Economic Impacts of Adoption and Fundraising Strategies in Animal Shelters
This study presents a model that can be used by animal shelters to compare the effectiveness of various management strategies. The authors present the model along with a number of hypothetical adoption and fundraising scenarios including: 1) general strategies – altering adoptions fees and associated adoption numbers; creating a continued giving environment; promoting adoption events; and re-evaluating adoption criteria; and 2) specific strategies – altering adoption fees and total numbers of animals handled; analyzing low, fair, and high returns to additional promotion spending; and investigating zero-fee adoptions. The study found that increasing animal numbers without increasing adoption fees or donations caused costs to increase faster than total revenues. The model, the authors suggest, can assist shelter staff in improving their fiscal health as well as their ability to save lives.
The adoption strategies used in animal shelters can have a large impact on the total number of adoptions and donations that take place. Reducing adoption fees during peak kitten or puppy season is one way to reduce inventories and increase the number of open spaces to save more lives, but does not necessarily increase the financial well-being of the shelter if the per-animal costs exceed the revenues generated. We developed a stochastic model to simulate the expected costs, revenues, and net income of a hypothetical animal shelter for various alternative management strategies, based on US conditions. A total of 8 scenarios were developed and compared to the base-case scenario (BC).
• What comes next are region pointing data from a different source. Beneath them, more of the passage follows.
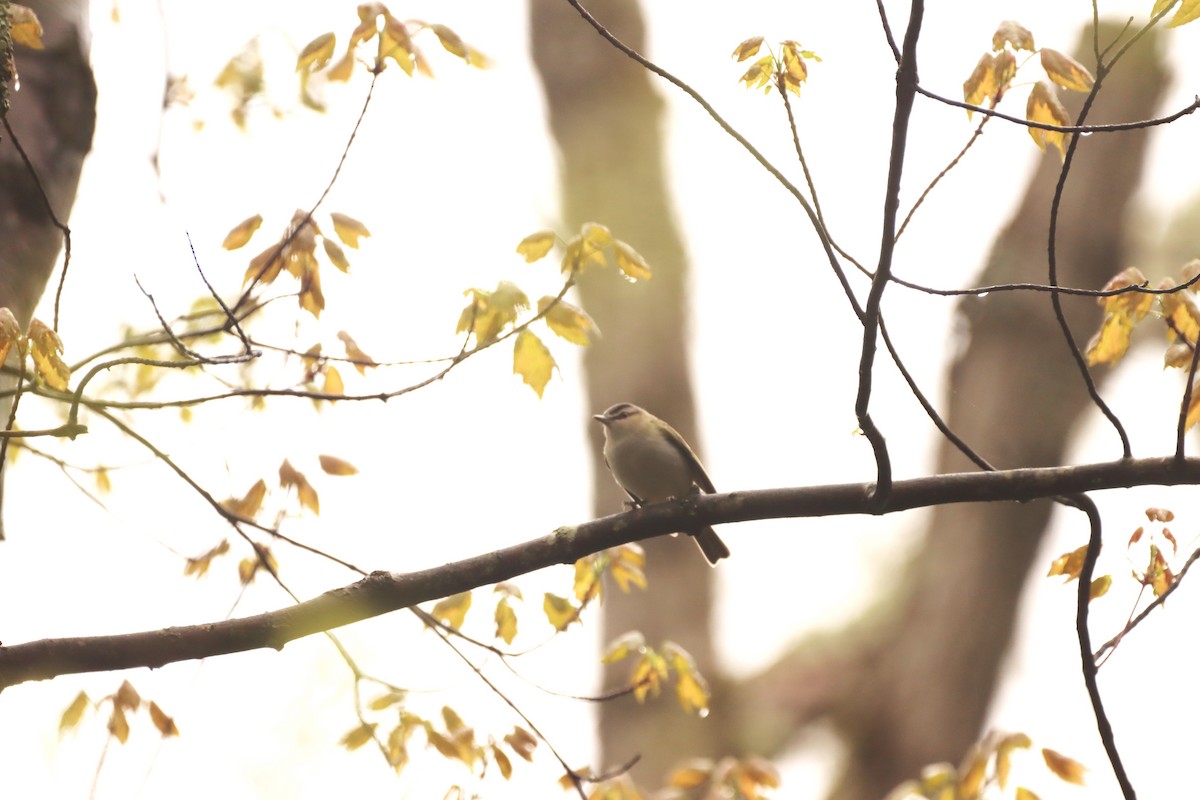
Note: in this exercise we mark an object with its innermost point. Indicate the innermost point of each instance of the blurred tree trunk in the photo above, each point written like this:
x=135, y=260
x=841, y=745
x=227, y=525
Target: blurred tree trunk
x=606, y=118
x=912, y=685
x=53, y=116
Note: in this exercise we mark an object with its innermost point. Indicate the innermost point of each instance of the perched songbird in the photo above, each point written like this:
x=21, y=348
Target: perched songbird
x=653, y=463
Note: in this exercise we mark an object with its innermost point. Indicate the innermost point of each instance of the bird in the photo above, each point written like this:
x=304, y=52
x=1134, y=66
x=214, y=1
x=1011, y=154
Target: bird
x=653, y=463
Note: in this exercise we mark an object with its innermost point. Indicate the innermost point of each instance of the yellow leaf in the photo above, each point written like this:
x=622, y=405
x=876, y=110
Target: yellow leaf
x=691, y=774
x=361, y=360
x=1188, y=11
x=453, y=611
x=622, y=647
x=627, y=567
x=312, y=299
x=535, y=246
x=748, y=48
x=1177, y=355
x=1066, y=71
x=118, y=725
x=450, y=41
x=25, y=29
x=505, y=621
x=349, y=229
x=1122, y=312
x=317, y=53
x=10, y=332
x=1044, y=107
x=502, y=762
x=73, y=713
x=387, y=701
x=522, y=743
x=1068, y=564
x=241, y=232
x=1193, y=408
x=358, y=737
x=1014, y=34
x=165, y=723
x=796, y=71
x=127, y=697
x=587, y=584
x=1005, y=755
x=649, y=672
x=289, y=476
x=491, y=312
x=982, y=84
x=631, y=263
x=559, y=611
x=972, y=775
x=532, y=361
x=343, y=68
x=1159, y=515
x=249, y=567
x=334, y=384
x=335, y=465
x=395, y=44
x=46, y=348
x=761, y=73
x=1067, y=769
x=335, y=254
x=249, y=505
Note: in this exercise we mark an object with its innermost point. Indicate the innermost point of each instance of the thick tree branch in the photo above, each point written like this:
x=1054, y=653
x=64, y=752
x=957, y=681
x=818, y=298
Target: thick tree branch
x=387, y=591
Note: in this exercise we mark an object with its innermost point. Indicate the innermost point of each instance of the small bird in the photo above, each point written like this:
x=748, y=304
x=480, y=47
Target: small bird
x=653, y=463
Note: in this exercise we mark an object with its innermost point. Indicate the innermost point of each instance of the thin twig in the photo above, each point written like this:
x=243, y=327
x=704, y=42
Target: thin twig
x=1083, y=600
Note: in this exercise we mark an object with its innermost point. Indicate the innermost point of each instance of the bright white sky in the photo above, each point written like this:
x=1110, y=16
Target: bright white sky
x=466, y=170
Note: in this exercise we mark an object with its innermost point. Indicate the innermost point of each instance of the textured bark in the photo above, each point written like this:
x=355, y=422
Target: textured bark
x=911, y=685
x=607, y=119
x=53, y=116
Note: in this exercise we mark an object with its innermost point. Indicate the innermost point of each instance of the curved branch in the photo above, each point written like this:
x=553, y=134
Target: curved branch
x=1115, y=127
x=1084, y=599
x=385, y=591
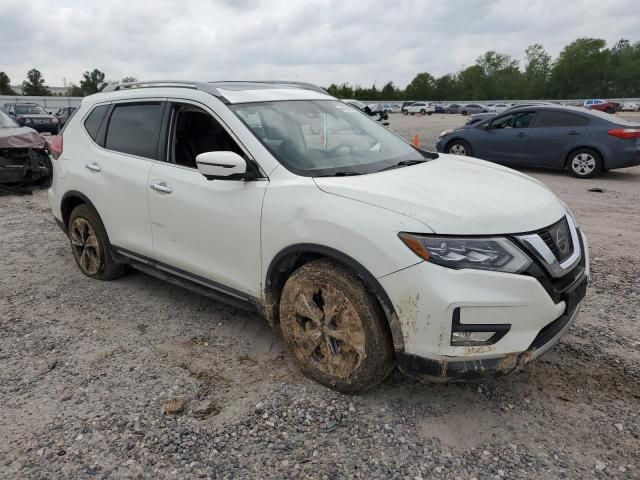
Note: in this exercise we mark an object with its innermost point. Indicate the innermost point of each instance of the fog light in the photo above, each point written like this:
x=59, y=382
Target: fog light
x=469, y=335
x=464, y=337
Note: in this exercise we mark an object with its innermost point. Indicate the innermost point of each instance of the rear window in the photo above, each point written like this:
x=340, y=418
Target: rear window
x=94, y=121
x=552, y=118
x=134, y=129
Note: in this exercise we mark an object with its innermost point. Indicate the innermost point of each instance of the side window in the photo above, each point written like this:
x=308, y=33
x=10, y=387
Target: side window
x=523, y=120
x=134, y=128
x=551, y=118
x=94, y=120
x=194, y=131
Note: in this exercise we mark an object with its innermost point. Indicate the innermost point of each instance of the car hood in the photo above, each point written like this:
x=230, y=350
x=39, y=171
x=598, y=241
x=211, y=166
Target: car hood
x=22, y=137
x=455, y=195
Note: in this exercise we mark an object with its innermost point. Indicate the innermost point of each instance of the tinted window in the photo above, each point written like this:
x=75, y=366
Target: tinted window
x=94, y=120
x=552, y=118
x=134, y=129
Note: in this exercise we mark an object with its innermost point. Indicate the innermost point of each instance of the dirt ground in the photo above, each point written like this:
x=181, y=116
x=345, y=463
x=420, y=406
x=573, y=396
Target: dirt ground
x=88, y=369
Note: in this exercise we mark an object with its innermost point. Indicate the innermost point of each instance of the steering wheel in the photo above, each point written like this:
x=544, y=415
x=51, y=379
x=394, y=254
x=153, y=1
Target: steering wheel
x=340, y=146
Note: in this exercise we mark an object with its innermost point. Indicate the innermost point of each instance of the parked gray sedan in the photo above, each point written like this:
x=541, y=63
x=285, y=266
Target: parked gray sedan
x=584, y=141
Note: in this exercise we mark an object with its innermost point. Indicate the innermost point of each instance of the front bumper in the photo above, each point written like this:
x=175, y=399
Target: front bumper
x=537, y=309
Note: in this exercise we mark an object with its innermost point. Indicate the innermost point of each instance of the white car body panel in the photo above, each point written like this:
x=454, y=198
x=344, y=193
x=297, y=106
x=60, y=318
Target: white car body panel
x=511, y=202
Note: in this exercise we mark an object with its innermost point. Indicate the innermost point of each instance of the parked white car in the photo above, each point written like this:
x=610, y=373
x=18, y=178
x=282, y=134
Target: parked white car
x=364, y=251
x=422, y=108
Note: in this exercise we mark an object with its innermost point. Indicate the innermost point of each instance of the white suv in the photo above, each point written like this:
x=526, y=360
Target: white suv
x=365, y=251
x=422, y=108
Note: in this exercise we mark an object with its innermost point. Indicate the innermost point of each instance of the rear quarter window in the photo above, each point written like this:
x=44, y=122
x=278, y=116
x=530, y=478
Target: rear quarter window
x=94, y=121
x=134, y=128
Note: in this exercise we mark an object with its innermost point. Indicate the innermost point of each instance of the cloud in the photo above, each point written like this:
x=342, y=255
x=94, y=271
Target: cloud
x=320, y=41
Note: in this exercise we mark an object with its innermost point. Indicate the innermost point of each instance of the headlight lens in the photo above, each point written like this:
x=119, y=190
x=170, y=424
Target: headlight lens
x=496, y=253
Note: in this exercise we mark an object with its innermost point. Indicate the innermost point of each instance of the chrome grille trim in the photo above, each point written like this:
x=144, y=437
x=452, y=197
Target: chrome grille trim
x=536, y=244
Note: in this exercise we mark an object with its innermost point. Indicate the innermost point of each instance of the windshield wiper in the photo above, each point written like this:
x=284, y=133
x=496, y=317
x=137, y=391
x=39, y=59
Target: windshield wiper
x=403, y=163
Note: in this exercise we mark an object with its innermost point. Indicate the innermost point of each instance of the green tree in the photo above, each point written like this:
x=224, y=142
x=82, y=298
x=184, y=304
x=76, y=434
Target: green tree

In the model, scenarios which decreased or waived adoption fees caused total costs to increase due to the escalating costs associated with increasing the total number and density of animals housed. This effect was especially pronounced when adoptions were free. When the return on money invested in additional fundraising was predetermined to be ‘good’ (rather than ‘fair’ or ‘poor’), net shelter income did exceed costs – but even ‘fair’ return increased net shelter income compared to the BC. Of the eight scenarios compared to BC, the mean monthly net income was significantly different from that in the BC in all eight scenarios (p < 0.01). In contrast, variances were different (p < 0.01) in five of the eight scenarios (and the uncertainty that comes with high variance would make planning difficult for shelter managers); however, the variance in net income did not differ from the BC for any of the scenarios investigating returns to additional spending on promotion and fundraising. In these scenarios, because the extra cost involved is relatively low compared to the other scenarios, the potential risk of a reduction in net shelter revenue is reduced.
When shelters are aware of the positive and negative impacts of various adoption strategies on mean net income and variation in net income, shelter managers can better strategize saving animal lives and meeting shelter goals, while maintaining the financial health and functionality of the operation.